Publik pun menyambut positif vonis yang diberikan kepada mereka. Artinya, masih ada rasa keadilan dan harapan terhadap hukum di negara ini. Hukum tidak tumpul ke atas dan hanya tajam ke bawah.
Semoga saja hakim berani bertindak berdasar rasa keadilan tidak hanya pada kasus pembunuhan Brigadir J, namun juga pada kasus-kasus yang lainnya, terutama kasus korupsi. Sebab, pada persidangan kasus korupsi, hasilnya dinilai masih jauh dari rasa keadilan. Padahal, apa yang dilakukan oleh para koruptor, rata-rata juga terbukti dan meyakinkan kalau mereka melakukan korupsi.
Pada saat sama, pelaku koruptor dalam melakukan korupsi, biasanya juga tidak sendiri.
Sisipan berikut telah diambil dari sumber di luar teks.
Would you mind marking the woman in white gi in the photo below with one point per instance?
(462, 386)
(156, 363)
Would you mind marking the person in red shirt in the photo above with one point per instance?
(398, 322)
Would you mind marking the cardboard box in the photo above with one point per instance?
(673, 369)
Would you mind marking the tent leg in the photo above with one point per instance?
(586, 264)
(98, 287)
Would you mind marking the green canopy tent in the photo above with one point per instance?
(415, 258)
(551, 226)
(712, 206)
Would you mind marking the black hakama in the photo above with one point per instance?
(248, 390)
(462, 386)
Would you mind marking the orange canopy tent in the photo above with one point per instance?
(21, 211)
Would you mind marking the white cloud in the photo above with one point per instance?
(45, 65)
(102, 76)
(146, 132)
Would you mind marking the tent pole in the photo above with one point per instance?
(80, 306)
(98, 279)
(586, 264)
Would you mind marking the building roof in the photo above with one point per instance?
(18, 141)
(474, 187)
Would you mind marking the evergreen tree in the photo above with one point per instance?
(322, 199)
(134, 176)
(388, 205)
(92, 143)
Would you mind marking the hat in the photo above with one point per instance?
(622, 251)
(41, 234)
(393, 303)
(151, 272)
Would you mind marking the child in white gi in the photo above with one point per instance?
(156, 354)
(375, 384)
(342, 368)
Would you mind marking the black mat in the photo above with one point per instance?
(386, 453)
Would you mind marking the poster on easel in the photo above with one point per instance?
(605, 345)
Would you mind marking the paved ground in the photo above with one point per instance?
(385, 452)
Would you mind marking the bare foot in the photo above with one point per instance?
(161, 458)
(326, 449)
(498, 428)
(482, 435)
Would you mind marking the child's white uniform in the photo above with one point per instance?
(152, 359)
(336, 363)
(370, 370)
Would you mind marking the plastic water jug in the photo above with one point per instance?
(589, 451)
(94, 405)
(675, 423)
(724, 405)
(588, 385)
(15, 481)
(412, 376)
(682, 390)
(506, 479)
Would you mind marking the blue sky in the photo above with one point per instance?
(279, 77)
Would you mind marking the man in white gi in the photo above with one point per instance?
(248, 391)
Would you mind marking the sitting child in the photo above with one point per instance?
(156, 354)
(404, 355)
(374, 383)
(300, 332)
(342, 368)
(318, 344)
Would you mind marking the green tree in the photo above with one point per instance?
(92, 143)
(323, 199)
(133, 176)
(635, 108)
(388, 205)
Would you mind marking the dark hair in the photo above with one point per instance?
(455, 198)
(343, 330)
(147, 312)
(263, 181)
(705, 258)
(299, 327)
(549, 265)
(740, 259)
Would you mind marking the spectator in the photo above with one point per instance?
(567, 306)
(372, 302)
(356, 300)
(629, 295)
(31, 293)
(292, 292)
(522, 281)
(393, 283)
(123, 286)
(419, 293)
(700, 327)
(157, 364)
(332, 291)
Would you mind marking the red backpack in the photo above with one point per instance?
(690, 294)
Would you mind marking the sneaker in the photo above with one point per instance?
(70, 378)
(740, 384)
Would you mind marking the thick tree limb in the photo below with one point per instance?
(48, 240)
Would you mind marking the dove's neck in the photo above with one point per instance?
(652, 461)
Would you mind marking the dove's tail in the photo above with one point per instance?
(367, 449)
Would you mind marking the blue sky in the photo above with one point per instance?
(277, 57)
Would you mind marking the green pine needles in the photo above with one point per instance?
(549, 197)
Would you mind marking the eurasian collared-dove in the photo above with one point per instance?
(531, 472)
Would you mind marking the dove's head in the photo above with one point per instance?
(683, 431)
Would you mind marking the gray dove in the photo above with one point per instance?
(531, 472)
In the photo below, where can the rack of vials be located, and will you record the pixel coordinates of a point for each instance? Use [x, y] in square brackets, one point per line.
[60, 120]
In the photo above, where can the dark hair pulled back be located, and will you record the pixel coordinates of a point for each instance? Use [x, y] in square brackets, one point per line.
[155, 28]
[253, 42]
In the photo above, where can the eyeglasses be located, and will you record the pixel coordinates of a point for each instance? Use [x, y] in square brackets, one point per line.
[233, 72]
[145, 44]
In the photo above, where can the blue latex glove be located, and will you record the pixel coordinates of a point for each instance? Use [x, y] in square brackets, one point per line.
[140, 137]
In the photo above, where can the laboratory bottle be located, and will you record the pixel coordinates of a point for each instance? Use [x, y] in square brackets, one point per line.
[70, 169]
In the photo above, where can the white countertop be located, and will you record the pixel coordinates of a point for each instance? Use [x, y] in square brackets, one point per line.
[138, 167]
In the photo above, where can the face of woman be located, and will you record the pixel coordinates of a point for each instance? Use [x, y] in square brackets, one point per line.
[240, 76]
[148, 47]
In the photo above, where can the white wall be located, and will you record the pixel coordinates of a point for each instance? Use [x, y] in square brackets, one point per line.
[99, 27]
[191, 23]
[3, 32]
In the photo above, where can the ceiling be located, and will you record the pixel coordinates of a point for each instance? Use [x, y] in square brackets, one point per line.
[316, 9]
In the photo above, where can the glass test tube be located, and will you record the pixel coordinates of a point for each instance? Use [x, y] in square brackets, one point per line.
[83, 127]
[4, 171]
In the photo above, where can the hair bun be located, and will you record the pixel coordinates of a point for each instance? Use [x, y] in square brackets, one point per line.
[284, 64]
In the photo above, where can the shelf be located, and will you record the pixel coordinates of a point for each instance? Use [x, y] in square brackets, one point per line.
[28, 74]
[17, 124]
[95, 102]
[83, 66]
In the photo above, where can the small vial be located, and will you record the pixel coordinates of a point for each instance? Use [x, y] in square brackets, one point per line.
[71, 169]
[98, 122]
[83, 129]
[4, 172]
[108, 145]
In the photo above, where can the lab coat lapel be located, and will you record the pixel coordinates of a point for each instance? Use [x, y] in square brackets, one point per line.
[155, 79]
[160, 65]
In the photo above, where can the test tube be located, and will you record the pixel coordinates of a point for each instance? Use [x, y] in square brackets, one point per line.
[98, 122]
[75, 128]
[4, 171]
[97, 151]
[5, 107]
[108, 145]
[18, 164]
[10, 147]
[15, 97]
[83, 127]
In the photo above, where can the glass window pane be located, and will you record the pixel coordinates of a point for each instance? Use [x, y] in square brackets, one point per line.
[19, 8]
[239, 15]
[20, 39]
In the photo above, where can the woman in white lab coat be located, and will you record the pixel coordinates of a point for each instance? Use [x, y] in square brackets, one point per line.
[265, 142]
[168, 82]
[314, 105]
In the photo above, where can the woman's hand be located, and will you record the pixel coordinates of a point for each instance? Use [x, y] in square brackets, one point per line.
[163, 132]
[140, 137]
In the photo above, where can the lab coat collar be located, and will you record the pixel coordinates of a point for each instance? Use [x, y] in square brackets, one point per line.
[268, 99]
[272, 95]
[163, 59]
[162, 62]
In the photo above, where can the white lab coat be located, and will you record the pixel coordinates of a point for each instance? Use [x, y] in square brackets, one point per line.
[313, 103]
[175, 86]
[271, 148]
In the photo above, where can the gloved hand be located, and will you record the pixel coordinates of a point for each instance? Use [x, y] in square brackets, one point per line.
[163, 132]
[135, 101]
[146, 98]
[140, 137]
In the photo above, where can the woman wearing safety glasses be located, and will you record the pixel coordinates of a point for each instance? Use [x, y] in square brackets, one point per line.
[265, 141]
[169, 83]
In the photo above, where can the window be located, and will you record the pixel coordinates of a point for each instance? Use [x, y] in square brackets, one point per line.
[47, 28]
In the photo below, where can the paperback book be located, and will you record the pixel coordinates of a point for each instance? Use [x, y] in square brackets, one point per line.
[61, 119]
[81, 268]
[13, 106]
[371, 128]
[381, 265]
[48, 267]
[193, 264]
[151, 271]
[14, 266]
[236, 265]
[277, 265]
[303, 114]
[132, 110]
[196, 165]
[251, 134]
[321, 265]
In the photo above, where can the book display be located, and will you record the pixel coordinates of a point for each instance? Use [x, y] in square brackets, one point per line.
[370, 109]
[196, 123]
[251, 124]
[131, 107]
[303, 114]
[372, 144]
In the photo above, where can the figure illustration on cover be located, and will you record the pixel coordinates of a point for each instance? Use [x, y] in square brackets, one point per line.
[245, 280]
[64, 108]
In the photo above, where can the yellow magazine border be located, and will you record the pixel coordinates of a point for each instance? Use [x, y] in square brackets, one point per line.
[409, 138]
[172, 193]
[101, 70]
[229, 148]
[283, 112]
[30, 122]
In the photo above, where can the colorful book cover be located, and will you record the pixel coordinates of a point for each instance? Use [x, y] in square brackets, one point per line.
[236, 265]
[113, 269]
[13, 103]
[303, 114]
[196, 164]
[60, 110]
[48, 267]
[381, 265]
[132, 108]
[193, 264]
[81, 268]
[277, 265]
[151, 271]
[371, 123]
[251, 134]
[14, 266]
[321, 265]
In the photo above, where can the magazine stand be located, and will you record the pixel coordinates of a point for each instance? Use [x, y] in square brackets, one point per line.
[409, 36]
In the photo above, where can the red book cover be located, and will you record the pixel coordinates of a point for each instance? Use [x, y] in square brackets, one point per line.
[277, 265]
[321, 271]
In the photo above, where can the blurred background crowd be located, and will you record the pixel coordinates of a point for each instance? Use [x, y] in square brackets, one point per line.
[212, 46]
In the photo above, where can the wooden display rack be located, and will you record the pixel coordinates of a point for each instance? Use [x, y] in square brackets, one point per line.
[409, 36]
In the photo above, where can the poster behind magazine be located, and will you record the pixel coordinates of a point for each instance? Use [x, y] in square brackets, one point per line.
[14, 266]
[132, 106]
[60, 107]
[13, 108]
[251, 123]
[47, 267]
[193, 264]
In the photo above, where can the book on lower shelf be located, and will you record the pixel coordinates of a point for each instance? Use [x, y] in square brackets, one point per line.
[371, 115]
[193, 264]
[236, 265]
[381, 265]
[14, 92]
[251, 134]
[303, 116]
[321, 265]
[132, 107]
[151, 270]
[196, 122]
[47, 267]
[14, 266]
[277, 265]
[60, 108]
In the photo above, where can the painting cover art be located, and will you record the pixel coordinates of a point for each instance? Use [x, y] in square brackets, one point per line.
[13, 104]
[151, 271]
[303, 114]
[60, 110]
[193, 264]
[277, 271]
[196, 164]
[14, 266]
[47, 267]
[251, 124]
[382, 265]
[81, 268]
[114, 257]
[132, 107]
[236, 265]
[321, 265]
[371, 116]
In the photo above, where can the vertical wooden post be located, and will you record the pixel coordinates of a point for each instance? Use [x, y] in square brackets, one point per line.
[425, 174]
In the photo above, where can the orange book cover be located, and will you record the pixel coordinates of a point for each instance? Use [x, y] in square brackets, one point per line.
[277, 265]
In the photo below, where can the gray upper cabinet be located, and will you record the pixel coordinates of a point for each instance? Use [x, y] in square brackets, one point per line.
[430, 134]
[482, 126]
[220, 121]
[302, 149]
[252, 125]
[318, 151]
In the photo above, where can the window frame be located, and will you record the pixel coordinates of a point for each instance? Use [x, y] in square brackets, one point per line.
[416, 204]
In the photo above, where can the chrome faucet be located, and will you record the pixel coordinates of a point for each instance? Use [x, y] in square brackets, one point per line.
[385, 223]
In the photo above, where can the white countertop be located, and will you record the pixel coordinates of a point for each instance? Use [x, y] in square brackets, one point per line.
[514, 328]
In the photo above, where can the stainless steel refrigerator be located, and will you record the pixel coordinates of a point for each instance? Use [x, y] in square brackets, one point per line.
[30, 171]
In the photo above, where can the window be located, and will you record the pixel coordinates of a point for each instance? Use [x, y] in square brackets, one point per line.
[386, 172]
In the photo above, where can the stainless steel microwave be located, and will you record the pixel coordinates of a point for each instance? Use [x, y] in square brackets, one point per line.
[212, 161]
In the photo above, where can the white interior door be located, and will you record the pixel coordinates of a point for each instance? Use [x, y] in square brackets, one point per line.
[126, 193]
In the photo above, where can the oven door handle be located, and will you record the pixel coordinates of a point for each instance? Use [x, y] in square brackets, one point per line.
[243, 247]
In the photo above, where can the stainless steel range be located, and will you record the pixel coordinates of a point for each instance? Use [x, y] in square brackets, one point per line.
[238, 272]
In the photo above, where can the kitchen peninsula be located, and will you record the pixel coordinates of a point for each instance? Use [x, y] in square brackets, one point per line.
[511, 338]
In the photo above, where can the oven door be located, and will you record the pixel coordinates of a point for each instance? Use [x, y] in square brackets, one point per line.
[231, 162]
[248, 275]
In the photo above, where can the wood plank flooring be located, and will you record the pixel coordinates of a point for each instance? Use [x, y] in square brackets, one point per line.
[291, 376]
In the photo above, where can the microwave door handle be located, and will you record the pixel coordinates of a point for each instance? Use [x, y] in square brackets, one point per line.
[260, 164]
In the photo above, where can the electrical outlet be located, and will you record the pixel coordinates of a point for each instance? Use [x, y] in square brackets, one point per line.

Artinya di sini sudah memenuhi unsur perencanaan dan kesengajaan dalam ‘menggarong’ uang negara. Namun di sisi lain, vonis yang diberikan kepada mereka (pelaku korupsi) masih jauh dari ekspektasi rasa keadilan. Dan, mirisnya lagi jarang dihukum maksimal, apalagi sampai hukuman mati, nihil. Padahal tindakan korupsi termasuk dalam kategori kejahatan extra ordinary. Tapi pada kenyataannya hukumannya seringkali minimalis.
Tak berlebihan bila kemudian nilai indeks persepsi korupsi (IPK) tahun 2022 di negara Indonesia terus mengalami penurunan. IPK anjlok dari 38 ke 34. Nilai ini menempatkan Indonesia berada di urutan 110 dari 180 negara di dunia.
Apakah tidak ada keseriusan dari aparat penegak hukum dalam pemberantasan korupsi? Wallahu’alam. Tapi melihat kenyataan saat ini, publik tentu bisa menebak sendiri.
Karena itu dibutuhkan keberanian hakim untuk memvonis maksimal pelaku korupsi di negeri ini dengan hukuman seberat-berat. Bila tidak dengan hukuman mati, setidaknya seumur hidup. Sehingga akan benar-benar memberi efek jera.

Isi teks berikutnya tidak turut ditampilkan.